Los mil millones de puntos de luz de The Strip se extienden horizontalmente ante nosotros a medida que nos acercamos desde el norte. Estamos acelerando hacia él, y con cada milla, las luces se vuelven un poco más cerca y un poco más brillantes. Empezamos a elegir las formas familiares de la Torre Eiffel falsa y la pirámide falsa y los casinos dorados. Este templo de la riqueza y la voluntad estadounidenses nos atrae como insectos a una luz gigante de zapper, y nuestros pies pisan un poco más fuerte los pedales del acelerador.

¿Es un Cadillac CTS-V más rápido que un hellcat?

Más rápido que el CTS-V, el Charger Hellcat acelera de 0 a 60 en 3.7 segundos y recorre un cuarto de milla en menos de 11 segundos. Y prepárate para amarrarte porque también cuenta con una velocidad máxima de 204 millas por hora.

¿Es un Cadillac más rápido que un Charger?

Gracias a la superficie más adherente, el Dodge Charger Jailbreak 2022 venció al Cadillac CT5-V Blackwing manual en línea recta. Tanto en las carreras con salida parada como con salida rodante, el Charger fue más rápido que el Blackwing.

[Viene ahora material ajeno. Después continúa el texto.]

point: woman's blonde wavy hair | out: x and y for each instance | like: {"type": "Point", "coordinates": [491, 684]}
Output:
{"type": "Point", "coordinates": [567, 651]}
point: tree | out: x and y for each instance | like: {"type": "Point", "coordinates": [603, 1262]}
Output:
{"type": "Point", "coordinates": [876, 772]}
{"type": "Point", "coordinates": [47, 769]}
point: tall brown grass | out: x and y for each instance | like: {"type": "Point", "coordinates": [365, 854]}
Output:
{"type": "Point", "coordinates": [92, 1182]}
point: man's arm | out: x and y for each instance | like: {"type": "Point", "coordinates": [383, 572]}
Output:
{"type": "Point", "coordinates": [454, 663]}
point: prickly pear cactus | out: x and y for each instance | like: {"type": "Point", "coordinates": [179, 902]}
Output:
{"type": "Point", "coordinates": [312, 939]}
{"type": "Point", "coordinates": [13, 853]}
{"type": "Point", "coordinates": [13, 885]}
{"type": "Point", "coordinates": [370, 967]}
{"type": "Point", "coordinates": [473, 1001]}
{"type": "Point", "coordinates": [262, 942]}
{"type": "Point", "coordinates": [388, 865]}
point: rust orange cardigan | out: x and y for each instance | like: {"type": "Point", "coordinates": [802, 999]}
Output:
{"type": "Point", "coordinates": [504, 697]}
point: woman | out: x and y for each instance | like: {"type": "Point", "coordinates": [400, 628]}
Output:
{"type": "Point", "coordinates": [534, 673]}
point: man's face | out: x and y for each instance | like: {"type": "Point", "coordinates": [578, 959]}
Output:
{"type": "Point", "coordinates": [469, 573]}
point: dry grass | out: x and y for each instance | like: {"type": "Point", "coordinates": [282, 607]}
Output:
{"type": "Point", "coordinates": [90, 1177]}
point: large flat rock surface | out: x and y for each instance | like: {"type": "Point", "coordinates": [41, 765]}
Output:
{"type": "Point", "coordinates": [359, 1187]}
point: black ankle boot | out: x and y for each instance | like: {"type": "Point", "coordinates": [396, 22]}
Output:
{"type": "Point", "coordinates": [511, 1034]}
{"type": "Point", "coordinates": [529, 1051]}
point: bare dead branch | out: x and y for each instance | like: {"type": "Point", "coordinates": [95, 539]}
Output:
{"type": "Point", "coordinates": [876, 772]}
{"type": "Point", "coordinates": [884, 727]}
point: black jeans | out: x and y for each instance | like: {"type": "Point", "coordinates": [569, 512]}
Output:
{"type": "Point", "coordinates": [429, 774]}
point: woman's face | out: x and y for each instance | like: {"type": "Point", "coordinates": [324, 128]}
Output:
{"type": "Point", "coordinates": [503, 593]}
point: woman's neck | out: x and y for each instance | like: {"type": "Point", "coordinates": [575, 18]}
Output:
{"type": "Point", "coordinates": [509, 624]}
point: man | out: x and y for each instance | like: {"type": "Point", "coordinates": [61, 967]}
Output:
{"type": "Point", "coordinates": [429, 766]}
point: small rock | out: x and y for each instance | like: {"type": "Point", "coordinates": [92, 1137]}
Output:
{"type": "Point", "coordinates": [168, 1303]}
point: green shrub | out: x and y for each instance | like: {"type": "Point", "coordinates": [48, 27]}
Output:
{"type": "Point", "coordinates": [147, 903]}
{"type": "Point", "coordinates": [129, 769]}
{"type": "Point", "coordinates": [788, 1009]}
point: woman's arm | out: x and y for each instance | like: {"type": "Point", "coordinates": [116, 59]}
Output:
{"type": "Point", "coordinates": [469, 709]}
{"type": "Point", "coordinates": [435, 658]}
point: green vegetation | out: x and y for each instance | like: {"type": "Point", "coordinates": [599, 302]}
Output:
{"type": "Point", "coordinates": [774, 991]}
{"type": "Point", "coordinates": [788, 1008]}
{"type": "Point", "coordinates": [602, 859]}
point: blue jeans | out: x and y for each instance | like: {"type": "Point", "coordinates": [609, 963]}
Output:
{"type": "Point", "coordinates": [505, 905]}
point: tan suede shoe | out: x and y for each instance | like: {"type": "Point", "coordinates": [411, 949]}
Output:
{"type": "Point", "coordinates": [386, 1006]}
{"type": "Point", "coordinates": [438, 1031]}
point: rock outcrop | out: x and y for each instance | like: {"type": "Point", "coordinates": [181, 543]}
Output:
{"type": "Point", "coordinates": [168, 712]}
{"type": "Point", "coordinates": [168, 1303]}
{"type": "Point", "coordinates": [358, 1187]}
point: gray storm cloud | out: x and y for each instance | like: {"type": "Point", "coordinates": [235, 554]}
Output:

¿Es rápido el Cadillac CTS-V?

No se ofrece un manual, pero no le importará cuando este bruto alcance las 60 mph en 3.6 segundos y las 100 mph solo 3.9 segundos después. La dirección es precisa pero robusta, mientras que la conducción es sorprendentemente civilizada gracias a una suspensión magnetorreológica. Cadillac reclama una velocidad máxima de 200 mph y no discutiremos.

¿Es el Cadillac CTS-V un superdeportivo?

En su forma estándar, el CTS-V ya es un superdeportivo en forma de sedán. También se llama Corvette de cuatro puertas, simplemente porque toma prestado el motor V8 de gasolina sobrealimentado LT4 de 6.2 litros del Corvette C7 Z06 (en una forma más débil).